Kendrick Lamar “To Pimp A Butterfly” (2015)

     Returning today to the world of hip-hop, we have the next release from Kendrick Lamar, “To Pimp a Butterfly”.  Lamar is probably the most highly regarded hip-hop artist of the last decade, with each release coming with great expectations and anticipation.  To his large core fanbase, this album was a major success, and it was also a critically acclaimed album, coming in at #19 on Rolling Stone’s Top 500 Greatest Albums of All Time.

     As I listened to this record several times, I was challenged and confronted with a complicated reality.  There is only one song on this album that comes across with even a hint of pop sensibility or infectious hooks, and that is the first single, “i”.  Perfectly incorporating a sample from “That Lady” by the Isley Brothers, I embraced this song several years ago as my favorite Kendrick Lamar song.  The MC work is stellar, and this song runs at a pace that truly showcases his talent as a performer.

     While there were other highlights along the way, I find myself looking at this record the same way as I do with a Miles Davis jazz album, and that isn’t just because there is a lot of jazz feel to this record.  What I believe it reflects is that I can tell this intellectual and spiritual delivery is somehow more than I can fully process, as if I’m not smart enough, sophisticated enough, or capable enough of connecting on this higher plane with Lamar.  I mean that with 100% sincerity and authenticity.  The incorporation of the recurring and building spoken word (“I remember you was conflicted, misusing your influence, sometimes I did the same…”) helps amplify Lamar’s struggles with temptation, and the overall theme of this record moves at a dizzying pace as Lamar drops intense story after intense story.

     Among the most impactful tracks were me included the opener “Wesley’s Theory”, which kicks off with some George Clinton woven in.  “King Kunta” is another powerful song, embedding both Michael Jackson and James Brown in his own inimitable style.  I loved Snoop Dogg’s low-key delivery on “Institutionalized”, and “Alright”, with help from Pharell Williams, is another of the high points on this record.  “Hood Politics” opens with a Steely Dan-esque vibe that I would have loved to see extend through the song, but unfortunately it went in a more abrasive direction, which probably makes sense given the title and theme of the song.

     “The Blacker the Berry” shares a title with a Harlem renaissance novel, and I will confess it also had me fondly recalling a similar line from the song “Run and Tell That”, one of the very best musical theater songs I have ever seen, as presented in Hairspray.    The message and meaning of this song were even more direct and timely.  Lamar’s delivery is thunderous on this track, as he is joined by Assassin and Lalah Hathaway, and it references the murder of Trayvon Martin, a racially motivated killing that happened just miles away from where my own son went to high school. It isn’t lost on me, ten years after that murder, that he and Martin were essentially the same age.

     For all these moments of greatness, there are other tracks I just can’t quite latch on to, and there is nothing wrong with that.  I can’t even begin to comprehend the world Lamar grew up in coming from Compton, so I’m not shocked that songs like “For Free? Interlude” and “u” leave me a bit bewildered.  They are not easy listens, and frankly just above my ability to comprehend, not unlike a Miles Davis masterpiece.

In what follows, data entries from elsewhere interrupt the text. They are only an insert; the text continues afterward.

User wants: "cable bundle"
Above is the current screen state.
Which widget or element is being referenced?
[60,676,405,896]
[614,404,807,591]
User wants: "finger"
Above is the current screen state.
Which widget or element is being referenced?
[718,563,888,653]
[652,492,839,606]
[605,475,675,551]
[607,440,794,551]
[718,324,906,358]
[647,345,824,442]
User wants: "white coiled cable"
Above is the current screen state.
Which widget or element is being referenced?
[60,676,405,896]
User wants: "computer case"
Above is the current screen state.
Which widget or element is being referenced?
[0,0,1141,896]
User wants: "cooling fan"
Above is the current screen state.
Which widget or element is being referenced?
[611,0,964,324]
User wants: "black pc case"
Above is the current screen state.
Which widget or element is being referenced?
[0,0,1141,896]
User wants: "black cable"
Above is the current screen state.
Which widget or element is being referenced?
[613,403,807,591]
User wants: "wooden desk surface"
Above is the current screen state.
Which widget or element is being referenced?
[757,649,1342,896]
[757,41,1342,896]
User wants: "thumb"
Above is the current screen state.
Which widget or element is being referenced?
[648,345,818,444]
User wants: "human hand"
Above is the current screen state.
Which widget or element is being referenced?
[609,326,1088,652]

     I had to make sure I invested the time and effort to go as far as I could with this one.  Not only is it one of the most influential and highly regarded albums of the last ten years, but it is also an all-time favorite of my son, and I owed it to him (and myself) to do my very best on this record.  I’m glad I was able to build on my enthusiasm for “i” with several other impressive songs and gain a much greater understanding of Kendrick Lamar along the way.